The broad rally has gained steam since the Fed indicated in late August it would inject money into the U.S. economy. But the gains also reflect a powerful rebound from the financial crisis in China and other fast-growing markets. These forces may send prices higher still, potentially putting pressure on poor importing nations...
Commodity prices largely continued a march toward new multi-year records. Copper climbed 2.2% Tuesday and is just pennies from an all-time high. Gold settled at $1,409.80, a new record, and cotton is at its highest in more than 140 years (though neither is near its inflation-adjusted peak).

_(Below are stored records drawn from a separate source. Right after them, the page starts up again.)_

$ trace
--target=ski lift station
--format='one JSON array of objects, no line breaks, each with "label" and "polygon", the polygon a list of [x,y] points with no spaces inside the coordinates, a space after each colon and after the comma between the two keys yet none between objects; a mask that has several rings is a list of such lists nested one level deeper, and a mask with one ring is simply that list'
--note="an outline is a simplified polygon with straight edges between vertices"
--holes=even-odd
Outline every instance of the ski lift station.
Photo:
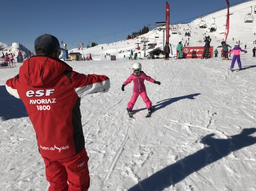
[{"label": "ski lift station", "polygon": [[[253,7],[251,6],[251,12],[248,13],[245,15],[245,23],[253,23],[253,20],[254,19],[253,12]],[[254,13],[255,13],[255,7],[254,7]]]}]

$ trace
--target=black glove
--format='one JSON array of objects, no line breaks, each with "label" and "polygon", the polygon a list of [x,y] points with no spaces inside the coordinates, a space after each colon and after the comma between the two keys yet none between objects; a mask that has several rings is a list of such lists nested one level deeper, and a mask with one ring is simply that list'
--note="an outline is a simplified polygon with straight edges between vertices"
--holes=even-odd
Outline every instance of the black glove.
[{"label": "black glove", "polygon": [[124,85],[124,84],[122,84],[122,88],[121,88],[121,90],[122,90],[122,91],[125,91],[125,85]]},{"label": "black glove", "polygon": [[161,84],[161,82],[155,80],[155,82],[154,82],[154,83],[157,83],[158,85],[160,85]]}]

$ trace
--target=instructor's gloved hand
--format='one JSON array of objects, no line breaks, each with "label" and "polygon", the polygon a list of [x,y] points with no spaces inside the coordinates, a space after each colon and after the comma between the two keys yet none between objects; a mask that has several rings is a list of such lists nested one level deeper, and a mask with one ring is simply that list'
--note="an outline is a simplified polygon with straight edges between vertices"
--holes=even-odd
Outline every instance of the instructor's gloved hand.
[{"label": "instructor's gloved hand", "polygon": [[122,84],[122,88],[121,88],[121,90],[122,90],[122,91],[125,91],[125,85],[124,85],[124,84]]},{"label": "instructor's gloved hand", "polygon": [[155,80],[155,82],[154,82],[154,83],[157,83],[158,85],[160,85],[161,84],[161,82]]}]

Corn has risen 22% in less than six weeks.
Copper prices (hat tip, Tim Iacono) have risen to $4/pound for the first time since the spring of 2008 (a 28-month high).
Though you wouldn’t know it from the graphic [below], recall that commodity prices surged in early-2008 prior to the financial market collapse later in the year, metals reaching their highs in the spring (copper at about $4.25 in May) while energy prices peaked in July. The price of crude oil is worth keeping a close eye on at this point, however, the big difference between 2008 and 2010 is that, back then, it was run-away demand from Asia that threatened energy market stability. Today, it’s run-away money printing by the Fed.

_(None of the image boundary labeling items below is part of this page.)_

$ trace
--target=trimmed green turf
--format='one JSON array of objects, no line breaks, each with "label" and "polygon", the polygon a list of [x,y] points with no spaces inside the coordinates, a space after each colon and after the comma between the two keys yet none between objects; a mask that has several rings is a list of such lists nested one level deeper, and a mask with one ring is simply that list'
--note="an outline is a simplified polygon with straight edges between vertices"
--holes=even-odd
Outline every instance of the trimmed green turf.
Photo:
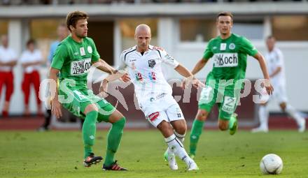
[{"label": "trimmed green turf", "polygon": [[[189,135],[189,134],[188,134]],[[189,136],[186,147],[188,148]],[[106,131],[99,131],[96,154],[105,156]],[[284,161],[282,174],[265,177],[308,177],[308,134],[270,131],[252,134],[239,131],[204,131],[195,161],[200,170],[172,171],[162,158],[167,148],[160,133],[125,131],[117,154],[128,172],[103,172],[102,165],[83,167],[83,144],[78,131],[0,132],[0,177],[259,177],[261,158],[270,153]]]}]

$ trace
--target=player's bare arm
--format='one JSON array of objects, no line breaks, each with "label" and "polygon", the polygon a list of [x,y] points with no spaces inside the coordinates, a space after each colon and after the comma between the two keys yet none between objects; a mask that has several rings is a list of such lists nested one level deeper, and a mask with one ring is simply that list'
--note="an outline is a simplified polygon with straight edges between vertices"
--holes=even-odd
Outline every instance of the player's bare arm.
[{"label": "player's bare arm", "polygon": [[270,75],[270,77],[273,77],[281,71],[281,67],[277,67],[274,72]]},{"label": "player's bare arm", "polygon": [[122,73],[115,69],[102,59],[99,59],[98,61],[93,63],[93,64],[102,71],[111,74],[105,79],[107,80],[106,82],[111,82],[119,78],[125,82],[130,80],[130,77],[126,73]]},{"label": "player's bare arm", "polygon": [[195,88],[198,88],[199,86],[202,87],[203,84],[201,83],[199,80],[196,79],[192,73],[191,73],[186,67],[184,67],[181,64],[178,64],[178,66],[174,69],[182,76],[186,77],[182,84],[182,87],[183,89],[185,89],[185,85],[188,84],[190,82],[192,82],[192,86],[194,86],[194,87]]},{"label": "player's bare arm", "polygon": [[[59,70],[50,68],[49,71],[49,79],[52,80],[57,85],[57,74],[59,73]],[[57,86],[56,86],[55,89],[57,89]],[[62,113],[61,112],[61,104],[58,100],[58,91],[55,90],[55,98],[53,98],[51,101],[51,113],[54,114],[57,119],[62,116]]]},{"label": "player's bare arm", "polygon": [[202,57],[202,59],[201,59],[195,66],[194,68],[192,69],[192,71],[191,71],[191,73],[192,73],[192,75],[195,75],[196,73],[197,73],[199,71],[200,71],[201,69],[202,69],[205,64],[206,64],[208,61],[208,59],[204,59]]},{"label": "player's bare arm", "polygon": [[260,52],[258,52],[255,56],[253,56],[253,57],[259,61],[260,67],[261,68],[264,78],[266,79],[265,84],[266,91],[267,91],[268,94],[271,95],[273,93],[274,88],[270,81],[270,75],[267,72],[268,71],[265,64],[265,59],[264,59],[264,57],[260,54]]},{"label": "player's bare arm", "polygon": [[42,64],[42,61],[35,61],[35,62],[26,62],[26,63],[23,63],[22,65],[23,68],[26,68],[28,66],[35,66],[35,65],[38,65],[38,64]]},{"label": "player's bare arm", "polygon": [[17,64],[17,60],[9,62],[0,62],[0,66],[13,67]]}]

As I write this, a barrel of crude oil on the NYMEX is selling for about $87. The price has finally broken out of a resistence level (ceiling) of $83-84 that held for months and months. The sky's the limit for the oil price. However, there's no need for concern because high oil prices don't cause recessons, right Ben?

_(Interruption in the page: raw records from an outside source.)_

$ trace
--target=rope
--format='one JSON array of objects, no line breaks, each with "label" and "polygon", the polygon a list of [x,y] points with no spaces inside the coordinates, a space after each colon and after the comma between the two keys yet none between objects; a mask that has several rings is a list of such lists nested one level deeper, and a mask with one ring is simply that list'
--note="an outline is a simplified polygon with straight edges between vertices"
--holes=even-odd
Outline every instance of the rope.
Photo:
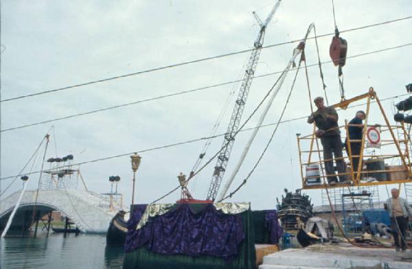
[{"label": "rope", "polygon": [[40,170],[40,175],[38,176],[38,183],[37,185],[37,189],[36,191],[36,199],[34,200],[34,204],[33,204],[33,217],[32,218],[32,222],[34,222],[36,215],[36,205],[37,204],[37,199],[38,198],[38,189],[40,189],[40,184],[41,183],[41,176],[43,174],[43,169],[45,165],[45,161],[46,159],[46,153],[47,152],[47,146],[49,145],[49,134],[47,133],[45,138],[46,139],[46,146],[45,147],[45,153],[43,157],[43,162],[41,163],[41,169]]},{"label": "rope", "polygon": [[[32,161],[32,160],[33,159],[33,158],[37,155],[37,153],[38,152],[38,150],[40,149],[40,147],[41,147],[41,145],[43,143],[43,142],[45,141],[45,137],[43,137],[43,139],[41,139],[41,141],[40,142],[40,143],[38,144],[38,146],[37,147],[37,148],[34,150],[34,152],[33,152],[33,154],[32,154],[32,156],[30,156],[30,158],[29,159],[29,161],[27,161],[27,162],[26,163],[25,165],[24,165],[24,166],[23,167],[23,168],[21,169],[21,170],[20,170],[20,172],[19,172],[19,174],[15,176],[14,179],[13,179],[13,180],[8,185],[8,186],[7,186],[7,187],[5,188],[5,189],[4,189],[3,191],[3,192],[1,193],[1,194],[0,194],[0,197],[1,197],[5,193],[5,191],[7,191],[7,190],[13,185],[13,183],[16,181],[16,180],[19,178],[19,176],[21,176],[23,172],[24,171],[24,169],[27,167],[27,166],[29,165],[29,163],[30,163],[30,161]],[[33,165],[34,164],[34,162],[33,162]],[[32,168],[33,168],[33,165],[32,165],[32,169],[30,169],[30,174],[32,173]]]},{"label": "rope", "polygon": [[[370,24],[370,25],[366,25],[360,26],[360,27],[355,27],[355,28],[347,29],[346,30],[341,31],[341,33],[352,32],[352,31],[357,31],[359,30],[382,25],[385,24],[392,23],[404,21],[404,20],[409,20],[410,19],[412,19],[412,16],[409,16],[404,17],[404,18],[396,19],[393,19],[393,20],[391,20],[391,21],[382,21],[380,23],[374,23],[374,24]],[[332,36],[334,34],[335,34],[335,33],[324,34],[318,36],[317,37],[325,37],[325,36]],[[308,39],[312,39],[312,38],[309,38]],[[277,47],[277,46],[286,45],[286,44],[295,43],[297,42],[300,42],[301,40],[301,39],[295,39],[295,40],[286,41],[286,42],[283,42],[283,43],[280,43],[273,44],[273,45],[264,46],[264,47],[262,47],[262,49],[266,49],[266,48],[270,48],[270,47]],[[153,71],[156,71],[170,69],[170,68],[172,68],[172,67],[180,67],[182,65],[190,65],[190,64],[193,64],[193,63],[196,63],[196,62],[203,62],[203,61],[206,61],[206,60],[209,60],[220,58],[222,58],[222,57],[227,57],[227,56],[233,56],[233,55],[236,55],[236,54],[243,54],[245,52],[251,51],[252,50],[253,50],[253,49],[244,49],[244,50],[241,50],[241,51],[238,51],[230,52],[230,53],[220,54],[220,55],[218,55],[218,56],[215,56],[206,57],[206,58],[199,58],[199,59],[196,59],[196,60],[194,60],[172,64],[172,65],[166,65],[166,66],[163,66],[163,67],[146,69],[146,70],[140,71],[137,71],[137,72],[130,73],[127,73],[127,74],[124,74],[124,75],[117,75],[115,77],[107,78],[104,78],[104,79],[97,80],[93,80],[93,81],[80,83],[80,84],[74,84],[74,85],[71,85],[71,86],[64,86],[62,88],[54,89],[52,90],[43,91],[40,91],[38,93],[31,93],[31,94],[28,94],[28,95],[20,95],[20,96],[16,96],[14,97],[1,100],[0,100],[0,102],[16,100],[19,99],[26,98],[26,97],[47,94],[47,93],[54,93],[54,92],[60,91],[68,90],[70,89],[81,87],[83,86],[91,85],[91,84],[96,84],[96,83],[100,83],[100,82],[117,80],[117,79],[119,79],[119,78],[127,78],[127,77],[130,77],[130,76],[141,75],[141,74],[146,73],[150,73],[150,72],[153,72]]]},{"label": "rope", "polygon": [[332,0],[332,10],[333,12],[333,23],[334,23],[335,30],[338,30],[338,25],[336,25],[336,19],[334,14],[334,3]]},{"label": "rope", "polygon": [[[321,75],[321,79],[322,80],[322,87],[323,88],[323,93],[325,94],[325,99],[326,100],[326,105],[329,106],[329,101],[328,100],[328,95],[326,94],[326,84],[325,84],[325,80],[323,78],[323,72],[322,72],[322,62],[321,62],[321,56],[319,54],[319,47],[318,45],[317,34],[316,34],[316,27],[313,27],[313,31],[314,32],[314,43],[316,44],[316,51],[318,56],[318,65],[319,67],[319,73]],[[305,69],[307,69],[306,61],[305,61]]]},{"label": "rope", "polygon": [[[378,49],[378,50],[376,50],[376,51],[369,51],[369,52],[365,52],[365,53],[363,53],[363,54],[355,54],[355,55],[353,55],[352,56],[346,57],[346,59],[361,57],[361,56],[367,56],[367,55],[369,55],[369,54],[373,54],[380,53],[380,52],[383,52],[383,51],[389,51],[389,50],[391,50],[391,49],[400,49],[400,48],[402,48],[402,47],[407,47],[407,46],[411,46],[411,45],[412,45],[412,43],[407,43],[407,44],[403,44],[403,45],[400,45],[395,46],[395,47],[387,47],[387,48],[385,48],[385,49]],[[330,63],[330,62],[332,62],[332,60],[328,60],[328,61],[323,62],[321,62],[321,64],[327,64],[327,63]],[[315,67],[315,66],[319,66],[319,63],[317,63],[317,64],[310,64],[310,65],[307,65],[308,67]],[[303,67],[300,67],[300,68],[303,68]],[[290,69],[290,70],[295,70],[295,68]],[[277,74],[279,74],[279,73],[283,73],[283,71],[275,71],[275,72],[268,73],[266,74],[256,75],[256,76],[254,77],[254,79],[259,78],[267,77],[267,76],[270,76],[270,75],[277,75]],[[196,88],[196,89],[191,89],[191,90],[183,91],[181,91],[181,92],[178,92],[178,93],[170,93],[170,94],[168,94],[168,95],[165,95],[157,96],[157,97],[155,97],[148,98],[148,99],[144,99],[144,100],[137,100],[137,101],[135,101],[135,102],[130,102],[130,103],[126,103],[126,104],[119,104],[119,105],[109,106],[109,107],[106,107],[106,108],[104,108],[97,109],[97,110],[91,110],[91,111],[87,111],[87,112],[81,113],[78,113],[78,114],[73,114],[73,115],[69,115],[69,116],[65,116],[65,117],[58,117],[58,118],[55,118],[55,119],[47,119],[47,120],[43,121],[38,121],[38,122],[28,124],[25,124],[25,125],[20,126],[16,126],[16,127],[12,127],[12,128],[7,128],[7,129],[2,129],[2,130],[0,130],[0,132],[8,132],[8,131],[14,130],[17,130],[17,129],[21,129],[21,128],[24,128],[34,126],[36,126],[36,125],[48,124],[48,123],[50,123],[50,122],[57,121],[60,121],[60,120],[62,120],[62,119],[70,119],[70,118],[73,118],[73,117],[80,117],[80,116],[84,116],[84,115],[87,115],[93,114],[93,113],[99,113],[99,112],[102,112],[102,111],[110,110],[112,110],[112,109],[123,108],[123,107],[125,107],[125,106],[131,106],[131,105],[134,105],[134,104],[140,104],[140,103],[144,103],[144,102],[146,102],[158,100],[161,100],[161,99],[163,99],[163,98],[167,98],[167,97],[170,97],[181,95],[185,94],[185,93],[193,93],[193,92],[196,92],[196,91],[203,91],[203,90],[205,90],[205,89],[211,89],[211,88],[214,88],[214,87],[217,87],[217,86],[225,86],[225,85],[227,85],[227,84],[233,84],[233,83],[239,82],[241,82],[241,81],[242,81],[242,80],[229,81],[229,82],[223,82],[223,83],[219,83],[219,84],[214,84],[214,85],[205,86],[204,87]]]},{"label": "rope", "polygon": [[[302,51],[302,55],[304,55],[303,54],[303,51]],[[283,115],[284,115],[284,113],[285,113],[285,111],[286,110],[286,107],[288,106],[288,104],[289,103],[289,100],[290,100],[290,96],[292,95],[292,91],[293,91],[293,89],[294,89],[294,86],[295,86],[295,83],[296,82],[296,78],[297,77],[297,73],[299,73],[299,67],[300,67],[301,63],[301,60],[299,60],[299,67],[296,69],[296,73],[295,74],[295,78],[293,79],[293,82],[292,83],[292,86],[290,87],[290,91],[289,91],[289,94],[288,95],[288,97],[286,99],[286,102],[285,105],[284,106],[284,108],[283,108],[283,110],[282,111],[282,113],[280,114],[280,117],[279,118],[279,120],[277,121],[277,124],[276,124],[276,127],[275,128],[275,130],[272,132],[271,138],[269,139],[269,140],[266,143],[266,145],[264,149],[263,150],[263,152],[261,153],[260,156],[258,159],[258,161],[256,161],[256,163],[253,165],[253,167],[249,172],[247,176],[243,180],[243,181],[242,182],[242,183],[240,183],[240,185],[238,185],[238,187],[236,187],[236,189],[235,189],[235,190],[233,191],[231,191],[230,194],[229,194],[229,195],[227,195],[227,196],[224,197],[219,202],[222,202],[222,201],[223,201],[223,200],[226,200],[226,199],[227,199],[229,198],[231,198],[236,192],[238,192],[239,191],[239,189],[240,189],[240,188],[242,188],[242,187],[243,187],[244,185],[246,185],[246,183],[247,183],[247,180],[250,178],[251,176],[255,172],[255,170],[256,167],[258,167],[258,165],[259,165],[259,164],[260,163],[260,161],[263,159],[263,156],[264,156],[264,154],[266,153],[267,149],[269,148],[269,145],[271,145],[271,143],[272,142],[272,140],[273,139],[273,137],[275,136],[275,134],[276,133],[276,131],[277,130],[277,128],[279,127],[279,124],[280,124],[280,121],[282,121]]]},{"label": "rope", "polygon": [[[299,70],[299,69],[297,69],[297,70]],[[243,129],[243,128],[245,126],[246,124],[251,119],[251,117],[255,115],[255,113],[256,113],[256,112],[258,111],[258,110],[263,104],[263,103],[266,100],[266,98],[270,95],[270,94],[272,92],[272,91],[273,91],[273,89],[275,89],[275,87],[276,86],[276,85],[277,84],[277,83],[279,82],[279,81],[280,80],[280,79],[282,78],[283,75],[284,74],[284,73],[286,71],[286,69],[285,69],[285,70],[284,70],[284,71],[282,72],[282,75],[279,75],[279,78],[277,78],[277,80],[276,80],[276,81],[275,82],[275,83],[273,84],[273,85],[272,86],[272,87],[271,88],[271,89],[266,93],[266,94],[265,95],[265,96],[260,101],[260,102],[259,103],[259,104],[258,105],[258,106],[256,106],[256,108],[253,110],[253,111],[252,112],[252,113],[247,117],[247,119],[246,119],[246,121],[242,124],[242,126],[239,128],[239,129],[238,129],[238,130],[233,134],[233,138],[235,138],[237,136],[237,134],[240,131],[242,131],[242,130]],[[200,173],[201,171],[202,171],[206,166],[207,166],[207,165],[209,165],[219,154],[219,153],[220,153],[220,152],[222,151],[222,150],[223,150],[225,148],[226,148],[227,146],[227,145],[229,144],[229,143],[230,143],[229,141],[228,141],[227,142],[226,142],[219,149],[219,150],[218,150],[216,152],[216,153],[215,153],[215,154],[211,158],[210,158],[209,159],[209,161],[207,161],[207,162],[205,165],[203,165],[203,166],[202,166],[196,172],[191,174],[190,175],[189,178],[187,178],[187,180],[186,182],[188,183],[192,180],[192,178],[193,178],[196,175],[197,175],[198,173]],[[152,202],[150,204],[154,204],[154,203],[159,201],[160,200],[161,200],[161,199],[164,198],[165,197],[169,196],[170,194],[172,194],[176,190],[177,190],[178,189],[179,189],[180,187],[181,187],[180,185],[176,187],[175,188],[174,188],[173,189],[172,189],[171,191],[170,191],[167,194],[163,195],[160,198],[159,198],[156,199],[155,200],[154,200],[153,202]]]},{"label": "rope", "polygon": [[[409,95],[409,93],[404,93],[404,94],[402,94],[402,95],[395,95],[395,96],[392,96],[392,97],[387,97],[387,98],[383,98],[380,100],[380,102],[383,102],[383,101],[387,101],[389,100],[391,100],[393,98],[398,98],[400,97],[402,97],[402,96],[406,96],[406,95]],[[376,101],[371,101],[371,103],[374,103],[376,102]],[[350,108],[354,108],[358,106],[364,106],[365,104],[366,104],[366,103],[363,103],[363,104],[356,104],[356,105],[354,105],[354,106],[350,106],[347,107],[347,109],[350,109]],[[341,110],[341,108],[338,108],[336,109],[337,110]],[[280,124],[285,124],[287,122],[290,122],[290,121],[297,121],[297,120],[300,120],[300,119],[305,119],[308,118],[308,115],[305,115],[305,116],[301,116],[301,117],[295,117],[295,118],[293,118],[293,119],[286,119],[284,121],[280,121]],[[272,123],[272,124],[264,124],[262,125],[262,126],[259,127],[260,128],[265,128],[265,127],[269,127],[269,126],[272,126],[274,125],[276,125],[277,123],[275,122],[275,123]],[[242,130],[240,130],[240,132],[246,132],[246,131],[249,131],[251,130],[254,130],[257,127],[251,127],[251,128],[244,128],[242,129]],[[221,137],[225,135],[225,134],[216,134],[214,137],[211,137],[211,138],[215,138],[215,137]],[[165,149],[165,148],[172,148],[172,147],[175,147],[177,145],[185,145],[185,144],[188,144],[188,143],[194,143],[194,142],[198,142],[200,141],[203,141],[203,140],[205,140],[205,139],[209,139],[211,137],[202,137],[202,138],[199,138],[199,139],[192,139],[192,140],[188,140],[188,141],[182,141],[182,142],[178,142],[178,143],[171,143],[171,144],[168,144],[168,145],[161,145],[161,146],[157,146],[157,147],[154,147],[154,148],[147,148],[145,150],[135,150],[132,152],[128,152],[128,153],[124,153],[124,154],[117,154],[117,155],[112,155],[112,156],[109,156],[107,157],[103,157],[103,158],[99,158],[99,159],[93,159],[93,160],[89,160],[89,161],[86,161],[84,162],[80,162],[80,163],[76,163],[73,164],[73,165],[84,165],[84,164],[88,164],[88,163],[97,163],[97,162],[100,162],[100,161],[107,161],[107,160],[110,160],[112,159],[115,159],[115,158],[119,158],[119,157],[123,157],[123,156],[128,156],[128,155],[131,155],[133,154],[134,154],[135,152],[139,152],[139,153],[142,153],[142,152],[152,152],[152,151],[154,151],[154,150],[163,150],[163,149]],[[68,165],[64,165],[62,166],[61,168],[63,167],[68,167]],[[52,169],[46,169],[44,170],[45,172],[47,171],[52,171]],[[30,172],[30,173],[26,173],[26,175],[30,175],[30,174],[38,174],[40,173],[40,171],[35,171],[33,172]],[[10,179],[10,178],[13,178],[15,176],[18,176],[19,175],[14,175],[14,176],[5,176],[3,178],[0,178],[0,180],[6,180],[6,179]]]}]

Whereas copper and crude oil are minor league commodities of no immediate concern, there is trouble brewing in the cost of another commodity which will hit many Americans right where they live. Fortune Magazine explains the situation in Why Your Toilet Paper Is Shrinking—
When times are tough, companies don't want to raise prices. Instead the things we take for granted get a little smaller.
Everything shrinks in a recession... [Companies] often use a different tactic to offset things such as new competition or the rising cost of raw materials: cutting quantity while maintaining price. Yet it may not be obvious that your ice cream or OJ containers have shrunk.
Manufacturers must note new specs on packaging, but the changes don't have to be advertised (ever seen a now smaller! label?). Here's a look at one of the most recent examples.
You can easily see that wood pulp prices are even higher now than they were in 2008. Consequently, and unbeknownst to you unless you're paying very close attention—I'm sure you are—Scott 1000 individual toilet paper sheets have been reduced in size incrementally from 4.5 x 4.5 inches to 4.1 x 3.7 inches between 1995 and 2010. Welcome to the 21st century, a time when you pay more for the same or pay the same for less.
Isn't a wonderful time to be alive?
I'm glad to see you're mentioning the "downsizing" of products. It's most apparent if you look at older recipes that refer to package sizes and compare them to what's available in the store - in almost all cases it's an ounce or two less now than it was. Even the half gallon of milk is 62 oz now.